Tim Davies Big Band“The Expensive Train Set”

John Ziegler

The jazz big band is one of those dinosauric amalgamations that roamed the land in thundering herds back in the mid to late 20th Century.
From Fletcher Henderson to Lionel Hampton, from Count Basie to Duke Ellington, from Woody Herman to the Thad Jones-Mel Lewis Orchestra, these large aggregations (usually 18 pieces) traveled up and down the highways and byways of this great land, spreading the gospel of jazz to listeners and dancers at everything from jazz festivals to high school assemblies, community gatherings to huge concert halls. Their repertoires were wide-ranging and allowed immense flexibility in the kind of engagement they could fulfill.

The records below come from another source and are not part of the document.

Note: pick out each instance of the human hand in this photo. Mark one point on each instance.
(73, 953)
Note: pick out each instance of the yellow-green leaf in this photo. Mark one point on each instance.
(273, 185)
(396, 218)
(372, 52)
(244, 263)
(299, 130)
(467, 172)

But like the dino, a traveling big band was an economic nightmare. So today, though you can still find them, big bands (professional ensembles, not high school or community groups) play a largely reduced role on the jazz landscape.
That said, Australian drummer and big band leader Tim Davies brand new release “The Expensive Train Set” has all the emotion that an orchestra can transmit. This set (that comes to us on Seattle-based Origin Records, a superb jazz label that, with its sister labels OA2 Records and Origin Classical, gives jazz fans an inside look/listen at the outstanding jazz scene in the Pacific Northwest and beyond) is chock full of brilliant section work with brass screaming over vibrant reeds and a “tight-as-a-gnats-ass” rhythms core that percolates below it all. This disc is a wonderful new release that sounds like it could have been recorded back in 1974, but also looks and sounds like what it is: a 21st Century project with tons of flair and panache.
Drummer Davies started his first big band in Melbourne, Australia back in the late 90’s. Half of this new record was done with that resurrected group, and half with his L.A. band that features some of the finest players that Los Angeles has of offer.
“Conceivilization” was spurred by Davies becoming a father (thus the clever title), and like conceiving a child which takes two, this movement (the first of a four part piece thru the disc) features two soloists at a time. You can hear the sparks fly when alto sax ace Alex Budman and trumpeter Ken Bausano really dig in.
“Sarahbande” (can we guess that Davies’ child is named Sarah?) was actually commissioned for Australia’s finest high school big band….Tony Hicks’ flute flitters and his tenor swaggers in giving this child its due diligence.
Louis Prima’s classice “Sing Sing Sing” begins note for note, just the way it was played by the Benny Goodman Orchestra all those years ago. The tune then gets Timified with an updated arrangement that works around Tony Hicks’ clarinet.
Raya Yarbrough is a new vocalist to my ears, but she sits in on her own “Let Sleeping Questions Lie” and steals the show.
“Jazz Vespas” is a simple blues that allows the cats to blow without having to count in their heads all the weird time/rhythmic stuff that having a drummer as a band leader entails.
“Goon Juice” is what Australians call cheap wine, and this ditty portrays a kind of high school party with all the hijinks that can, and often does, occur on those occasions.
Today Tim Davies spends much of his time as a busy conductor and orchestrator
in Hollywood.
The elliptical album title is best described by Davies this way “…some years ago, someone mentioned that having a big band is like having a train set. Both involve many hours of work and preparation, and you never really finish. Both are also quite niche things. But the main thing they have in common is that they both cost you a lot of money and will never make you any!”
Tim, Tim, Tim…follow your heart and the money will come…eventually…or so I’m told.